- Country: South Korea
- Region: Seoul
- District: Seodaemun District

Korean name
- Hangul: 이대
- Hanja: 梨大
- RR: Idae
- MR: Idae

= Edae (area) =

Neighborhood of Seoul, South Korea

Edae is a neighborhood in Seodaemun District, Seoul, South Korea. It is a popular shopping district for tourists and students of Ewha Womans University. Like Hongdae, the nearby university serves as a metonym for the area. Edae is full of budget-friendly shopping outlets and trendy clothing stores.

The Edae area is accessed via the Ewha Womans University Station on the Seoul Subway Line 2, also known as the green line. Many of the shops in the area cater to Ewha's female students specifically. The neighboring Sinchon is better known for nightlife.

== Attractions ==
Edae's popularity as a shopping district began in the 1980s. In addition to affordable shopping, the area also had trendy cafes. Korea's first Starbucks was opened in 1985, on Ewhayeodae Street, which is the main street that leads from subway station to the entrance to the university.

The Ewha campus draws tourists by the thousands daily for selfies in front of The Campus Valley, which was built in 2008 and designed by Dominique Perrault. In addition to domestic tourism, Edae sees a number of international tourists, particularly women from China, "Japan, Taiwan, the United States, Hong Kong, Vietnam, Thailand, the Philippines, the Russian Federation, and Indonesia."

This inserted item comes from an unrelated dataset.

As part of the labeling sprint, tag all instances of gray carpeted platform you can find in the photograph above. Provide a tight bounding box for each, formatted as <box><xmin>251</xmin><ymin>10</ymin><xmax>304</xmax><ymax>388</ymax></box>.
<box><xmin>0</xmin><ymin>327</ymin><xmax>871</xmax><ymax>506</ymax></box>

Popular street food on Ewhayeodae Street includes tteokbokki, as well as Japanese snacks such as takoyaki and taiyaki. In 2018, the city government cracked down on illegal street food vendors in Edae, mainly for operating without a license, but also citations of unsanitary conditions, cooking fuel hazards, boosting excessive foot-traffic, and as unfair competition to legal storefronts. Sinchon Boxquare was built as an alternate venue for street food vendors in the area.